Some felt that many of the systemic safety issues in the NHS also occur in the care sector. Some also suggested the Scottish Government should await the outcome of the Dame Sue Bruce review on the regulation of social care.
A minority of submissions raised specific issues with the powers that would be available to the PSC. Of those that did, the most discernible theme was a feeling that the PSC would not have any powers to improve the things that really matter for patient safety e.g. funding, staff numbers and pay.
These comments were generally made by those opposed to the Bill and were expressed alongside a fear that the PSC would become another way to berate and punish staff.
Using the powers with constraint was seen as essential for nurturing a culture of openness and this was expressed by both those in support and opposition to the Bill.
Some other submissions also questioned whether the PSC powers would add anything to what is already there and suggested the NHS should try to improve on that first.
There were some specific suggestions for additions, amendments or clarification of the PSC's powers, including:
Giving the PSC powers to compel more than just healthcare providers to provide evidence, for example, private companies. This was mentioned in light of the fact that the recommendation for the role stemmed from issues with medicines and medical devices.
The PSC should have powers equal to that of a Health and Safety Executive inspector under s20(2) and 25 of the Health and Safety at Work Act 1974.
Allow the PSC to make disclosures to professional regulators where there are fitness to practise concerns.
Other submissions were generally content with the proposed powers of the PSC.
The intention for the PSC to be appointed and accountable to Parliament was welcomed by many of the submissions. This was seen as providing greater independence from Government and necessary to garner public trust.

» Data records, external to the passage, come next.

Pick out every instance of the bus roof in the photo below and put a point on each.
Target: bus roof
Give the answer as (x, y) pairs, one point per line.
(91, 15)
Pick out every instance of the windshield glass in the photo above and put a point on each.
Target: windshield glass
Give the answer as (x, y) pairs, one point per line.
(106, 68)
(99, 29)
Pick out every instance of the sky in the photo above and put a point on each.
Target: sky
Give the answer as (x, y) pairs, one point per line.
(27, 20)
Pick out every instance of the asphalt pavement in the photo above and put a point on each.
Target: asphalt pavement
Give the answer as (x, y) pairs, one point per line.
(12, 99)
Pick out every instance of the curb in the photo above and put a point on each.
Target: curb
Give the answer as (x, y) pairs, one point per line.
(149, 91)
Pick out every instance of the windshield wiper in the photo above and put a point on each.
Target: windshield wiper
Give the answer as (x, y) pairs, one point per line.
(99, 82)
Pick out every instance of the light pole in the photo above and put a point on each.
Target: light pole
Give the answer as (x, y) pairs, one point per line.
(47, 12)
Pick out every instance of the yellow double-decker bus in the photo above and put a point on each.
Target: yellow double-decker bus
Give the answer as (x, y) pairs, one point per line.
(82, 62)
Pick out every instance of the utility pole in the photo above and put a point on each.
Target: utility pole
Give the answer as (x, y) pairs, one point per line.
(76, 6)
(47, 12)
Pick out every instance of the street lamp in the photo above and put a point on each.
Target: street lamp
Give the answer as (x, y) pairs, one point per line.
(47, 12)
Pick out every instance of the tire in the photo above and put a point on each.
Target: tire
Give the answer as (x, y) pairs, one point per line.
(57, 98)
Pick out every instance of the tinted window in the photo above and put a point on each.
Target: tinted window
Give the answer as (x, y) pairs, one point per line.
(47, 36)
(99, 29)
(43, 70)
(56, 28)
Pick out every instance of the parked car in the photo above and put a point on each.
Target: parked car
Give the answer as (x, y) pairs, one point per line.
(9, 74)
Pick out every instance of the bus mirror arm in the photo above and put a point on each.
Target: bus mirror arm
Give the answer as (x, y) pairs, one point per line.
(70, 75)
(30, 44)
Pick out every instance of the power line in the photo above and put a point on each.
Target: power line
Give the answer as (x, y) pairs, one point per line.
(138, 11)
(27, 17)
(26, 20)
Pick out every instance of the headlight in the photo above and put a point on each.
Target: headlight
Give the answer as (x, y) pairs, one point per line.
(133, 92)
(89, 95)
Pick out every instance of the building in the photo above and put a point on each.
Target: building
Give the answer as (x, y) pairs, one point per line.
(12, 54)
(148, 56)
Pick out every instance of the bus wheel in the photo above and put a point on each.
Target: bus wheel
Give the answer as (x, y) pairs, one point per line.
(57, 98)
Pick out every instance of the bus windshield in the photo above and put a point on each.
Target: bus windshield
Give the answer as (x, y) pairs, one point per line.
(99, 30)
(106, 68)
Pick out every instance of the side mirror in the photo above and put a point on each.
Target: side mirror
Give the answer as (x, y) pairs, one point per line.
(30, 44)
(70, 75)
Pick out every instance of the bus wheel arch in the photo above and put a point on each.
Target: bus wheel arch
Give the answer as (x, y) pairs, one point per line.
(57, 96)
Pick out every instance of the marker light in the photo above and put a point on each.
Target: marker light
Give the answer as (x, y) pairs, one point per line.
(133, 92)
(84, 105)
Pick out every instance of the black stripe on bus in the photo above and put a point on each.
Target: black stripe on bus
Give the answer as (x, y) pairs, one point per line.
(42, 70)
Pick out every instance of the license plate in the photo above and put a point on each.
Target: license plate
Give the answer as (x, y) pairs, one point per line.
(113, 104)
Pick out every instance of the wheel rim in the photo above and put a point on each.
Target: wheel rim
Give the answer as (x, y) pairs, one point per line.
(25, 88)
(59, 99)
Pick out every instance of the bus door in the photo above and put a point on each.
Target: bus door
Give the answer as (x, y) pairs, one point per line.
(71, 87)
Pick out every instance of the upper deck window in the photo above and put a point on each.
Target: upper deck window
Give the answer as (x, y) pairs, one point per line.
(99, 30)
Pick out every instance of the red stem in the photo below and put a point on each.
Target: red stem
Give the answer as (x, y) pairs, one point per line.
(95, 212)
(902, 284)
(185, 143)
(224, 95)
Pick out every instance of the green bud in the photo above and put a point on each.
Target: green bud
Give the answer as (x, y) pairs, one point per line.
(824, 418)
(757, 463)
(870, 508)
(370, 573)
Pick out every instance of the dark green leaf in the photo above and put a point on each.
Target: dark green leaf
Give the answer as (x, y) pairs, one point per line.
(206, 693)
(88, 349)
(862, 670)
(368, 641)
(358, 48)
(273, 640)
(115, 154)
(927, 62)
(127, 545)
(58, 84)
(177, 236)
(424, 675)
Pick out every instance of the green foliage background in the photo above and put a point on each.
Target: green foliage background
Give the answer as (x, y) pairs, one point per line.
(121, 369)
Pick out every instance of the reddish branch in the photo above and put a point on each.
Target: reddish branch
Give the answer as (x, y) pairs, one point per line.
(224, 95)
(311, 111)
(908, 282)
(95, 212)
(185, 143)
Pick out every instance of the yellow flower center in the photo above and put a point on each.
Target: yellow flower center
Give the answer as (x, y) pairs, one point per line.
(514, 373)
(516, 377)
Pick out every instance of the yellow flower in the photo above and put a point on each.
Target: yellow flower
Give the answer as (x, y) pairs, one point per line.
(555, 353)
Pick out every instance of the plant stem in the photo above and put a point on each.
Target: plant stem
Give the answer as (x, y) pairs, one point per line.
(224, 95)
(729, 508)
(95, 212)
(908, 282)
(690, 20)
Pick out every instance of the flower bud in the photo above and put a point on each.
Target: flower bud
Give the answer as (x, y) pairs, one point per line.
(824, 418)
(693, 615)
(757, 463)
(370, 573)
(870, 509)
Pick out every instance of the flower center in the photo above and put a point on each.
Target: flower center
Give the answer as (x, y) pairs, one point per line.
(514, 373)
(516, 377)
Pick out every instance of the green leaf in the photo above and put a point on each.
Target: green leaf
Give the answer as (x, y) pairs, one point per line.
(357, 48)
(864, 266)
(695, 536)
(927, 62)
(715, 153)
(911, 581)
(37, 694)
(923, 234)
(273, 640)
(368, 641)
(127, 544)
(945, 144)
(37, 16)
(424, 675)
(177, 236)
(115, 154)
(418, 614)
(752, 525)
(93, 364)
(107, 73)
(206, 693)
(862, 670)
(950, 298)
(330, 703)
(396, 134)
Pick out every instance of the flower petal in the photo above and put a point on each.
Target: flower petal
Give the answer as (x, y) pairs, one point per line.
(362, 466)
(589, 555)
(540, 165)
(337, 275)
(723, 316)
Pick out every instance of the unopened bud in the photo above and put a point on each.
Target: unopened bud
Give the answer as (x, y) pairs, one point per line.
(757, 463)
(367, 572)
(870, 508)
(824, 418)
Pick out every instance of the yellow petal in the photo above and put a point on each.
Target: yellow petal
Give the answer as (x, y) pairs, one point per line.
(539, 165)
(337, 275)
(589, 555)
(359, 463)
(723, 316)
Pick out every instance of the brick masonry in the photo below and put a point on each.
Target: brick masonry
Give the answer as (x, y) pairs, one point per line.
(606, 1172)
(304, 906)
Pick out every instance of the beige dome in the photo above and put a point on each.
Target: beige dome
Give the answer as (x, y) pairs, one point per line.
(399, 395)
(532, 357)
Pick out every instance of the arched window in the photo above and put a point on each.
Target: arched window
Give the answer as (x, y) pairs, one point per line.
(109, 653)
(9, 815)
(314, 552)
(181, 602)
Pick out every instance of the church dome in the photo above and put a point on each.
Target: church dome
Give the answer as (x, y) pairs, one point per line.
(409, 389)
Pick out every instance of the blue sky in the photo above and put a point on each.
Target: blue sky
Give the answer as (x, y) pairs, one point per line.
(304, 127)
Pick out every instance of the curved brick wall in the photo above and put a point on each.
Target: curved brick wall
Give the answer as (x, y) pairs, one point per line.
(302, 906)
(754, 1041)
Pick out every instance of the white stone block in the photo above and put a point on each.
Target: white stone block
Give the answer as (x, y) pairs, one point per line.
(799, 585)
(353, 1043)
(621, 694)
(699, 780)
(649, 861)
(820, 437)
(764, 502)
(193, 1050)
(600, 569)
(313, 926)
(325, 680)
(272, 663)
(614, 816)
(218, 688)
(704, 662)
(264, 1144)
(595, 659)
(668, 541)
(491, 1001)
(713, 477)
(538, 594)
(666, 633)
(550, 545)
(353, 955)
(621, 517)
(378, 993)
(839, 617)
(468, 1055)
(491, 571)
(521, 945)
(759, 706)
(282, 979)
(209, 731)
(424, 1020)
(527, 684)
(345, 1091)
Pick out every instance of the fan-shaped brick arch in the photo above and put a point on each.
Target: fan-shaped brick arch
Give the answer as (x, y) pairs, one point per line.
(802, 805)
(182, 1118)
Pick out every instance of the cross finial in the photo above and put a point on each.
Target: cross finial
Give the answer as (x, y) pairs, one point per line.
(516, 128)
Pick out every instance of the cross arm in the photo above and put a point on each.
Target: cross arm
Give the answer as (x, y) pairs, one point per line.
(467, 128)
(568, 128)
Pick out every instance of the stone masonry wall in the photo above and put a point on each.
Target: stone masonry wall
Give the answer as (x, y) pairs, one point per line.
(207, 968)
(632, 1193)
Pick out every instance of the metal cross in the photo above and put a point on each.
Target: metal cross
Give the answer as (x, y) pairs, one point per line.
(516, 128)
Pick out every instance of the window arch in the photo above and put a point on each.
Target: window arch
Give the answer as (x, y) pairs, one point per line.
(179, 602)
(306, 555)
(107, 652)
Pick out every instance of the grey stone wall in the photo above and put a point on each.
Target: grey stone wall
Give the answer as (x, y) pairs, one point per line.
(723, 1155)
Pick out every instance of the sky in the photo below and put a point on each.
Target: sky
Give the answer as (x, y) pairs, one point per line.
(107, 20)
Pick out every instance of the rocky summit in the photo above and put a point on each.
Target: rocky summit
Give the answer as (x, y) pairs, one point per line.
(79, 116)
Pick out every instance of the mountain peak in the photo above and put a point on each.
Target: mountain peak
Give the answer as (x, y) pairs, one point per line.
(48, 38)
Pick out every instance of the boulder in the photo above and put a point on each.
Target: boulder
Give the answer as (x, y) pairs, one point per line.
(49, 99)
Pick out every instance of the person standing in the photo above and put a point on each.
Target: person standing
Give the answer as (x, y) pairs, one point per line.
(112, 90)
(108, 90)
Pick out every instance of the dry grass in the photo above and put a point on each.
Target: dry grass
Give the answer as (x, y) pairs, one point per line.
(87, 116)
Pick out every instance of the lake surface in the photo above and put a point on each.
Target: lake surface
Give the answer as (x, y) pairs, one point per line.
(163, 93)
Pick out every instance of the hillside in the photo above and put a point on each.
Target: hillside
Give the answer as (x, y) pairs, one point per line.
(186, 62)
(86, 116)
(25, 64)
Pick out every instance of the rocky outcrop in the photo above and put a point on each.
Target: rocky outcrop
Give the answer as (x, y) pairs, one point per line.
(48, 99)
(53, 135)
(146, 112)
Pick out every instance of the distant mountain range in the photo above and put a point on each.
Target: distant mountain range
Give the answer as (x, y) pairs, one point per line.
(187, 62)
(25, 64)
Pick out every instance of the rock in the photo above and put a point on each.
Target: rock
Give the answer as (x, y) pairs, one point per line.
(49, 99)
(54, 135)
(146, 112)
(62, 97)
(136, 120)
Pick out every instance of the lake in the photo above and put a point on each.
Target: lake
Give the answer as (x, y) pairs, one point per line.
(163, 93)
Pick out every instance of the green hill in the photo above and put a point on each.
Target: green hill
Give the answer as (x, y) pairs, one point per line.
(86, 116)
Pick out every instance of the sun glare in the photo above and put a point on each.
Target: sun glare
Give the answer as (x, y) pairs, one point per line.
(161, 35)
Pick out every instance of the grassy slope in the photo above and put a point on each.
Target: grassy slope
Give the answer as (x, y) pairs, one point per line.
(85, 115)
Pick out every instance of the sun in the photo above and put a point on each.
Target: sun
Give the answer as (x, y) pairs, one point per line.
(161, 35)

However, some submissions felt there could be potential resource concerns given the broad scope of the role and what might be considered as relatively modest resources. It was suggested there was a mismatch between the ambitions for the office and the budget set out in the Financial Memorandum.
While I have expressed concerns above about the Commissioner's investigatory role, and the confusion for users that the legislation encourages, the resources given to the office mean the Commissioner would, in my view, be unable in practice to dedicate the staff resource required to undertake investigatory work on anything other than an exceptional basis.
It is also important to note that the work undertaken prior to an investigation when deciding what to investigate and the scope of that investigation, can be significant and the current proposed resources may even struggle with those early stages. (Scottish Public Services Ombudsman)1
On a similar note, some respondents believed that whoever became the PSC would need to have significant attributes such as empathy, medical knowledge, legal expertise, analytical skills and ethical understanding, as well as the ability to work with people and organisations. Some felt that these skills are unlikely to be found in one person therefore the PSC will need a good team to support them.
Respondents made a significant number of suggestions on changes or alternatives to the Bill. Some of these are listed below:
Establish a discrete role for the PSC, perhaps around ensuring the voice of the patient is heard.
Redraft the investigatory functions of the PSC to have a clearer focus.
Clarify how the PSC will interact with the National Care Service.
Add a definition of 'patient safety'.
The PSC should have regard to established principles in other legislation.
Include clear objectives or an evaluation clause to assess the effectiveness of the PSC.
Include aesthetic procedures and other types of private healthcare within the remit of the PSC.
Clarify the membership of the advisory group.